選ぶ男と選ばれる者
無藤海里、彼は普通の魔導師と大きく異なる点があった。あるものを持たない。今や全ての魔導師が持つもの、人によっては複数持つ者もいる…『属性』。彼は生まれつき属性を持たなかった。故に使う魔法もレベルを持たない。当然世に認められることはない。人は自分の知らない物を認めない。自分達の知らない可能性を恐れ、閉ざす。その為無藤は監禁されていた。
『紀元前』と呼ばれた男は己の魔力だけを用いて戦う。そこに相性などといった要素は介入しない。ただ強く、重く、鋭い。属性を持たない故に魔力自体と深く向き合わざるを得なかった男は唯一無二の存在となった。
ーーーーーーーーーーーーーーーーー
「貴方に当校で行っていただく仕事についてですが…当面はこの度の国際親善会に出場する生徒の選定、及びその引率をしていただきたいと思っています。」
学園長から無藤に学園での仕事について伝えられる。
「生徒の選定?。来たばかりの俺がか?。」
当然無藤からは疑問が出る。着任したばかりの自分で良いのかと。
「だからこそです。私達では生徒の前情報を知ってしまっていますからね。…あくまで今最も強い者を選んでいただきたいのです。」
学園長を含め教師達は誰がこの学園の雄である七星であるか、また二つ名持ちであるかを当然知っている。優先的に視察してしまうことは避けられない。しかし無藤は生徒についてなにも知らない。公正に選定できるとのことだった。

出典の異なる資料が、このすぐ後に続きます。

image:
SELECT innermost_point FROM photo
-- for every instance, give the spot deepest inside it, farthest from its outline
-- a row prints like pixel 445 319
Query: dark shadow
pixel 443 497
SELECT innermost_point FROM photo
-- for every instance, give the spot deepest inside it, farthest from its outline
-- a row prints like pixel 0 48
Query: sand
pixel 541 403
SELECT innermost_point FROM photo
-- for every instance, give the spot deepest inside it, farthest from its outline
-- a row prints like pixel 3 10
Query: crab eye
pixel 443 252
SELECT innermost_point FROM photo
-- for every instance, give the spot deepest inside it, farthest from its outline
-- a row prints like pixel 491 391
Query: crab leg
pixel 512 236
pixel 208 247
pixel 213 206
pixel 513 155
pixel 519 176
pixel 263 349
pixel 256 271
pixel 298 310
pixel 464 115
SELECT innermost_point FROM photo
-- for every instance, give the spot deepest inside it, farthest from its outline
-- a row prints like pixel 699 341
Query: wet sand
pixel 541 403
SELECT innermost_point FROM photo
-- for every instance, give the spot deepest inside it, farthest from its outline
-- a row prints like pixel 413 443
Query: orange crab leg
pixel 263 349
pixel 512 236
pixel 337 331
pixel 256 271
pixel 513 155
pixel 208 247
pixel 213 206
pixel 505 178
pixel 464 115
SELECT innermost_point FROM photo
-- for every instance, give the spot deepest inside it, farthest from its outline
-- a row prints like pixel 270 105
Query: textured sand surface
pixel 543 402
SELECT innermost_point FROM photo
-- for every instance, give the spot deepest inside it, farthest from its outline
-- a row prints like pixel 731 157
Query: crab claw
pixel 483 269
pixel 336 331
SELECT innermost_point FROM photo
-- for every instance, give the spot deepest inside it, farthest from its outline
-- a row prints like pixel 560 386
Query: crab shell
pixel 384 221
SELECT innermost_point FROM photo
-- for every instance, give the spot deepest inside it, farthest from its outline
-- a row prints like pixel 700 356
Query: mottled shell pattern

「いいのか?。七星とかいう奴らがいるんだろ?。そいつらが選ばれんかもしれんぞ。」
「我が学園に停滞する生徒など必要はありません。彼らが研鑽を積んでいれば自ずと目につき選ばれるはずです。」
(1人を除いて。)
七星第七輝銀城葵。遭遇することすらままならない存在。ましてや戦闘に出くわすことなどあり得ない。
(出来れば彼女にも出てもらいたいのですが…)
強い生徒は何人いても構わない。1年の時に七星の座を奪った銀城の力は是非とも欲しいところである。
「そうか、なら特に目についた生徒だけピックアップするとしよう。」
学園長の思惑を感じ取り全権は断る無藤。
「そうですか。それでも結構です。よろしくお願いします。」
「…それでは俺はもう行く。時間もないようだしな。…それと、そこにいる生徒か?。いい度胸だ。名乗れ。」
無藤が学園長の部屋のドアを見つめながら言う。
「ガチャ…若草大樹です。バレていましたか。結構自信はあったのですが。」
若草が笑みを浮かべながら室内に入ってくる。
「そうだな、学生の割には中々やる。如月が立ち去ってからだったか。上手くあの男の魔力に隠れていたようだが…少し漏れたぞ。」
「ははっ、そうでしたか。これは失敗ですね。」
「…それで若草大樹君、何の用だったのですか?。元々目的があったのでしょう?。」
「そうですね、今日は学園長にこれを提出しようと思っていたんです。」
そう言い若草が一枚の紙を学園長に差し出す。
「今学期の全星寮予算の目安です。多少の増減はすると思いますが。」
「出してくれるだけマシですよ。七星の内2人出してないですからね。」
銀城と霧島である。
「それでは僕はこれで失礼します。…今日聞いたことは他言しても?。」
「…ええ、良いですよ。聞いたからといって大きく変わることはありませんから。」
その言葉を聞き若草は学園長室をあとにする。